With a basic marination, the yellowfin seared beautifully, browning at the edges. Married with a simple tomato salad, it gave me, well, food for thought. I probably won’t buy any more, given its precarious situation. Will that help yellowfin stocks in the Indian Ocean? I don’t know. But it made me think.

Seared yellowfin tuna with salad

Serves 2-3

Seared yellowfin tuna with salad (Photo: Samar Halarnkar)
Seared yellowfin tuna with salad (Photo: Samar Halarnkar)

Ingredients

Half kg yellowfin tuna, steaks of about 2mm

2 tsp coriander seeds

1 tsp fennel seeds

1 tsp black peppercorns

1 tsp light soy

2 tsp olive oil

Salt to taste

For the salad (Serves 2)

2 tomatoes, cut in half and sliced

1 tsp dried oregano

2 tsp white-wine vinegar

1 tbsp basil leaves, torn

A drizzle of balsamic vinegar

Method

Pound the coriander and fennel seeds and peppercorns to a coarse powder in a mortar pestle. Add salt, olive oil and soy and marinate for about an hour.

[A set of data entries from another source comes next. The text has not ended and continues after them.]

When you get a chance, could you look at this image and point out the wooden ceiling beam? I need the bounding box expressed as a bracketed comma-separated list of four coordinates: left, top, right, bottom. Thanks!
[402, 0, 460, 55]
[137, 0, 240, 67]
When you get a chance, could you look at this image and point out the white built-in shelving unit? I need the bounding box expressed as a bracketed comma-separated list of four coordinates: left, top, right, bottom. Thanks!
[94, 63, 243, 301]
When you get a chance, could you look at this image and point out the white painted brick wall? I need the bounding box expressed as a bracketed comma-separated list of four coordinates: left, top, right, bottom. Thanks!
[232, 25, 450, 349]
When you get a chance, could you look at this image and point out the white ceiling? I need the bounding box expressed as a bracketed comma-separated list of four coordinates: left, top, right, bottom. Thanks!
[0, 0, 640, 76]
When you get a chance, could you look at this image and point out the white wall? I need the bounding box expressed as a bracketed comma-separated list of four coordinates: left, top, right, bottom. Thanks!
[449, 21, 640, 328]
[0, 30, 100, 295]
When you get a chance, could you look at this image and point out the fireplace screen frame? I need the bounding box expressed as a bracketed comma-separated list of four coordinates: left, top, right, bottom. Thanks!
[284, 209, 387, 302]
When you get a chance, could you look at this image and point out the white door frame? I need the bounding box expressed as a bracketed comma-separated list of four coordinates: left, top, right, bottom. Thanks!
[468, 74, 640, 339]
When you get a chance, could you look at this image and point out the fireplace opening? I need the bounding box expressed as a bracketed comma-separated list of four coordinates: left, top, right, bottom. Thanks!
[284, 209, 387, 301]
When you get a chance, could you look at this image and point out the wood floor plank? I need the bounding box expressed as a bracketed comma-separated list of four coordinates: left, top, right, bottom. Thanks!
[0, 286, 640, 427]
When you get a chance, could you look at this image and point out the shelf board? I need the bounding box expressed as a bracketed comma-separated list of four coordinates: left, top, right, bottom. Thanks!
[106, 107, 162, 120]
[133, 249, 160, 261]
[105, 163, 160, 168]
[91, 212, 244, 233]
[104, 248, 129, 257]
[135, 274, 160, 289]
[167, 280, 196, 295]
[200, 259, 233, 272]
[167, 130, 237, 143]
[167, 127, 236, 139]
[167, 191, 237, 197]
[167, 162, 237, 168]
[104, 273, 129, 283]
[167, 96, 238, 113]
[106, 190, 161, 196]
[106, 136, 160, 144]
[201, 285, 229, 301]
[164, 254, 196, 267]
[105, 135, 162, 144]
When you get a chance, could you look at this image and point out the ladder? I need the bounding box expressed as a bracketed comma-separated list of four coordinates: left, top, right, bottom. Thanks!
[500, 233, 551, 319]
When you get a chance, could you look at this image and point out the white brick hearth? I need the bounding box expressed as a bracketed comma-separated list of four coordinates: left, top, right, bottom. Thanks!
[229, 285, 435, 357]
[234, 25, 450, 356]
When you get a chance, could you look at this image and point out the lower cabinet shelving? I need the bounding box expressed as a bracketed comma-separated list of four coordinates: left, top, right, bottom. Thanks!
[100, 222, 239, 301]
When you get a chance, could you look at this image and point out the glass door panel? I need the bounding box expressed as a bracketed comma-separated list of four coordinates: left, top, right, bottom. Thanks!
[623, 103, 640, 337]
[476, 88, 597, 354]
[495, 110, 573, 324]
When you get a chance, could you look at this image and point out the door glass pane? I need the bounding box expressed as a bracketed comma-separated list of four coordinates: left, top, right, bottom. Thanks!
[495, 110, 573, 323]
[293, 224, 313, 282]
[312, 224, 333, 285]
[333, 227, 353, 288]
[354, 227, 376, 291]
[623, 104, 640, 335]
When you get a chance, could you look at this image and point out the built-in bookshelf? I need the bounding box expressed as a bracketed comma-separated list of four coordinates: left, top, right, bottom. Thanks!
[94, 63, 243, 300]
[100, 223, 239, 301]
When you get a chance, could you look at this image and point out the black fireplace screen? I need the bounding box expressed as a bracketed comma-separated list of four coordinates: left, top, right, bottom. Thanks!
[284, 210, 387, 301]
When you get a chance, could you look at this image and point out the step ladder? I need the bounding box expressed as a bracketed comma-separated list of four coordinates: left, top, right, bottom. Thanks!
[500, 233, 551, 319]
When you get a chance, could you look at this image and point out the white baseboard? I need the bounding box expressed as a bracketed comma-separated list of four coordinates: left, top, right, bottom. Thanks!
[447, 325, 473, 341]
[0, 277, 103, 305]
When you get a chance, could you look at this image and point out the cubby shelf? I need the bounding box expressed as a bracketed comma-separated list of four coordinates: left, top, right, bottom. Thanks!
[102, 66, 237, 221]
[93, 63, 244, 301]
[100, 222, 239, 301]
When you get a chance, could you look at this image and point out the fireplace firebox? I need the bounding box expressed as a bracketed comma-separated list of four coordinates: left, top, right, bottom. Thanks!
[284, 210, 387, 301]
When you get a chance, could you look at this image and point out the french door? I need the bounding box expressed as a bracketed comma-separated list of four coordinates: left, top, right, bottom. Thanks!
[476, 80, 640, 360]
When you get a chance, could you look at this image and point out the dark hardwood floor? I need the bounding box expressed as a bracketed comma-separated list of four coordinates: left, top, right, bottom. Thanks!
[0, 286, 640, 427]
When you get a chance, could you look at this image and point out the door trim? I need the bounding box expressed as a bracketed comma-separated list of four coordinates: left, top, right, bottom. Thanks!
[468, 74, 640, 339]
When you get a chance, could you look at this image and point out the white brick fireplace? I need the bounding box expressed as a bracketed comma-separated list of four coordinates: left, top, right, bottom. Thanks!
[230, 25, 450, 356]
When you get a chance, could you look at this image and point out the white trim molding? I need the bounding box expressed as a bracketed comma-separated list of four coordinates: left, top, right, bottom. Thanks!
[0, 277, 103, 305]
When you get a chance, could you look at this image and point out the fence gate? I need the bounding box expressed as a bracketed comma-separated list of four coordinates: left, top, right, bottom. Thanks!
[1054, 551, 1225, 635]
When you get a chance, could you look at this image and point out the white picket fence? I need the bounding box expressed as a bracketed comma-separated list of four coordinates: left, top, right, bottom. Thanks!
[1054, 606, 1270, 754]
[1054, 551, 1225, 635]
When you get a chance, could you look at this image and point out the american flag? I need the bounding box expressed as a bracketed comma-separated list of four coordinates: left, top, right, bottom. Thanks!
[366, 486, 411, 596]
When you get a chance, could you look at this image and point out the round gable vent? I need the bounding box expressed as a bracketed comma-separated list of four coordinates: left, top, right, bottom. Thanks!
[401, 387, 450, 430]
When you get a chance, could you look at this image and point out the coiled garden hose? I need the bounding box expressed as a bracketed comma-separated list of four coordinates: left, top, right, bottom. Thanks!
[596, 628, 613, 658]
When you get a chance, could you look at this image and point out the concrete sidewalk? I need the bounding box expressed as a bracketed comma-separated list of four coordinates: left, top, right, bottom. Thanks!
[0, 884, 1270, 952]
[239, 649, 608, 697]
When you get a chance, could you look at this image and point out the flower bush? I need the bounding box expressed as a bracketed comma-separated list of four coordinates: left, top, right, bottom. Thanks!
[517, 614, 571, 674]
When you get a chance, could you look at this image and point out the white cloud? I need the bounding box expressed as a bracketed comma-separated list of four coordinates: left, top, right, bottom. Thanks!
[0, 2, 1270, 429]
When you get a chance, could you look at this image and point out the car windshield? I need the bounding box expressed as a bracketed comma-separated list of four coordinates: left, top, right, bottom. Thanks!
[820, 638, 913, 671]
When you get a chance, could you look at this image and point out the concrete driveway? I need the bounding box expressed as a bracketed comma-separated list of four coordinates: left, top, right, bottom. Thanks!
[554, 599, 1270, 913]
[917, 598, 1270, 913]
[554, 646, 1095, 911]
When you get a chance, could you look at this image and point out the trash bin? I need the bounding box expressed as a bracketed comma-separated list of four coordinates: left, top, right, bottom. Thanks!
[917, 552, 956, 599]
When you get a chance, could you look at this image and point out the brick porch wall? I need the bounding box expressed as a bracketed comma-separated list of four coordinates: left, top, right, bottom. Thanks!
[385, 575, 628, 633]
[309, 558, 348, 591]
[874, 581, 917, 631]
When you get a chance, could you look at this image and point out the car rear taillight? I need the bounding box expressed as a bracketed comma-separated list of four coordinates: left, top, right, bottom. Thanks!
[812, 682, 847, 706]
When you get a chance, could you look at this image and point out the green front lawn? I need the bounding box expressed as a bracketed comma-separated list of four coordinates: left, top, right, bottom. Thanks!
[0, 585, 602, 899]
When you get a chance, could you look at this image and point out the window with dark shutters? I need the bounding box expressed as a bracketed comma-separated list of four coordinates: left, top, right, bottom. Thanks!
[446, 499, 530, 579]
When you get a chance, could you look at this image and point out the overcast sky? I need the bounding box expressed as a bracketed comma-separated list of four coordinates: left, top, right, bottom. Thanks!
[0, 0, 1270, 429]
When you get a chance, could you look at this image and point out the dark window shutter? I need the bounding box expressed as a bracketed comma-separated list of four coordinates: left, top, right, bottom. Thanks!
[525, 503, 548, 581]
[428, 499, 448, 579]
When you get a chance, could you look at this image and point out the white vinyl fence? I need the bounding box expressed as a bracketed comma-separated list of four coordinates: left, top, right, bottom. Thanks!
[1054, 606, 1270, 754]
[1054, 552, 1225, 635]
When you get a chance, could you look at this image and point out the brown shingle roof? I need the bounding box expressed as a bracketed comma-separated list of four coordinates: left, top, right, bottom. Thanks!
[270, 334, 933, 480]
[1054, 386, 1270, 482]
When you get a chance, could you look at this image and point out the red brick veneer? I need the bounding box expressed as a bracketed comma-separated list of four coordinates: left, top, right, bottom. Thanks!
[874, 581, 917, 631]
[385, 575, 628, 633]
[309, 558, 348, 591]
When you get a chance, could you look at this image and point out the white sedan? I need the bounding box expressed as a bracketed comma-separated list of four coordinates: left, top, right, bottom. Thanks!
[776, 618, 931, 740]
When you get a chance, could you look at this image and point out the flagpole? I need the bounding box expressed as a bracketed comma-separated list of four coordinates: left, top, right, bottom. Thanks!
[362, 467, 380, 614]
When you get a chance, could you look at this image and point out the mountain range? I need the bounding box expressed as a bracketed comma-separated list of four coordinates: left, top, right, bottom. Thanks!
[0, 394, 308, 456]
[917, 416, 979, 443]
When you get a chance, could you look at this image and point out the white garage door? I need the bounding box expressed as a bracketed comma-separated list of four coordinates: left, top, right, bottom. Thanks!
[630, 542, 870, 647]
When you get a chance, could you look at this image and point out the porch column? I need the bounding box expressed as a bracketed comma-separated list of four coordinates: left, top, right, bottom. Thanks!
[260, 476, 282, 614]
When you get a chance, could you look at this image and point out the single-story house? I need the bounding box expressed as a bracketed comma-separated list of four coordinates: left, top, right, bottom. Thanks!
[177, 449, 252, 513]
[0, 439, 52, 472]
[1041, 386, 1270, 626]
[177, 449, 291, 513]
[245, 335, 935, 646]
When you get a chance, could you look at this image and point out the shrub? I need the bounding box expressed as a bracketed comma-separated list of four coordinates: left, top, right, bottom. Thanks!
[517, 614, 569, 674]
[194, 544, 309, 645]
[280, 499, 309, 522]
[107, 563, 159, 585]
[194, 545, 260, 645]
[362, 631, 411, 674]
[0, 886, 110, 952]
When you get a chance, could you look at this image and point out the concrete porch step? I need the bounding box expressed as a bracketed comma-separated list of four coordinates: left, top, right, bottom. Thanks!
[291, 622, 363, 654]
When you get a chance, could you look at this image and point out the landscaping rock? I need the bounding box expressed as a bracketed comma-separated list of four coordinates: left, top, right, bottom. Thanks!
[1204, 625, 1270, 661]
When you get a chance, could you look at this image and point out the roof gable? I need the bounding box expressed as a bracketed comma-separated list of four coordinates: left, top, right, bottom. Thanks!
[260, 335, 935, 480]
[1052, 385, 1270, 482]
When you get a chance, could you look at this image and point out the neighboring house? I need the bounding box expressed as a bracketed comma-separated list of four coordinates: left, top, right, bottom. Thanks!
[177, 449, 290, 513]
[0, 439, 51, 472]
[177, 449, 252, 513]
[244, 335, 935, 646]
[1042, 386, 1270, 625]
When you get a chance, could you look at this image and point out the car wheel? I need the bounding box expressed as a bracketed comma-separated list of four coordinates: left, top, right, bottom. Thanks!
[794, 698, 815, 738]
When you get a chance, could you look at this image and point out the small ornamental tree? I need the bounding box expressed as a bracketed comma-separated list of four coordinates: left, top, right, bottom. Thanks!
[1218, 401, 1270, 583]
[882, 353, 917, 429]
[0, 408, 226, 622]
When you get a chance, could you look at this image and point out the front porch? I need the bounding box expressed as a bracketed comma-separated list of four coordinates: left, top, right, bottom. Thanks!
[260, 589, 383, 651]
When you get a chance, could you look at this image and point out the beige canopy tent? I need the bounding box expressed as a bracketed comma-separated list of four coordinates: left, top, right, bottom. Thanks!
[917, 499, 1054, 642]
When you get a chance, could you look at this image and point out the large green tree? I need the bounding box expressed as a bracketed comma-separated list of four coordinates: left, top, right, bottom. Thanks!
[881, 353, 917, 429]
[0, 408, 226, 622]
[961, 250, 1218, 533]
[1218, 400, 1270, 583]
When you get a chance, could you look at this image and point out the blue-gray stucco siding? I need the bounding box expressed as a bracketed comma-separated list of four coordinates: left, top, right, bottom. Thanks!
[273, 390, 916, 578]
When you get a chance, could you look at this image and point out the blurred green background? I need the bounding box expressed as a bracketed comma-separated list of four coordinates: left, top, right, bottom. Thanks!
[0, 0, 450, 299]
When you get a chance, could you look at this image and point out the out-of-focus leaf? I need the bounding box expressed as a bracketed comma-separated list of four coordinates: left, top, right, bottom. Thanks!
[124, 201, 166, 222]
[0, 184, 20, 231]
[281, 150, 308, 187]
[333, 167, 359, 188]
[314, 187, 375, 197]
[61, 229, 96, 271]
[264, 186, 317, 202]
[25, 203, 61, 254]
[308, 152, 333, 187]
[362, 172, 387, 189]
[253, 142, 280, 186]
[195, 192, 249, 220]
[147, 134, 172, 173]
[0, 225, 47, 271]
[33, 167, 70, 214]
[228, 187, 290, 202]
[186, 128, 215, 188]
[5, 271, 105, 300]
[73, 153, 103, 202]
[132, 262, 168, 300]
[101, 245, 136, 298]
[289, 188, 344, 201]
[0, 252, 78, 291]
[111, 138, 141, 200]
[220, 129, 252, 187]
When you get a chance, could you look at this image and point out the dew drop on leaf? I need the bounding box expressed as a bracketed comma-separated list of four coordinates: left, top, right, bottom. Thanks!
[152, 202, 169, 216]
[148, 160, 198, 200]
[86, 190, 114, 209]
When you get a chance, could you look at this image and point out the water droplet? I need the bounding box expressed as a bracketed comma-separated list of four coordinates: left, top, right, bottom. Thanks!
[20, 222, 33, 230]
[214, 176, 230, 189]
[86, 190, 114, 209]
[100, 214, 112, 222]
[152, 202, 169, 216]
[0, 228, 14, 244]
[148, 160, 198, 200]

In a hot pan, sear the steaks for about two minutes each side, so the centre remains rare. If you would like to cook it through, do that, but tuna is best undercooked—in Indian terms—in the middle.

To prepare the salad, toss the tomatoes with oregano, vinegar and balsamic vinegar. Add basil leaves just before serving.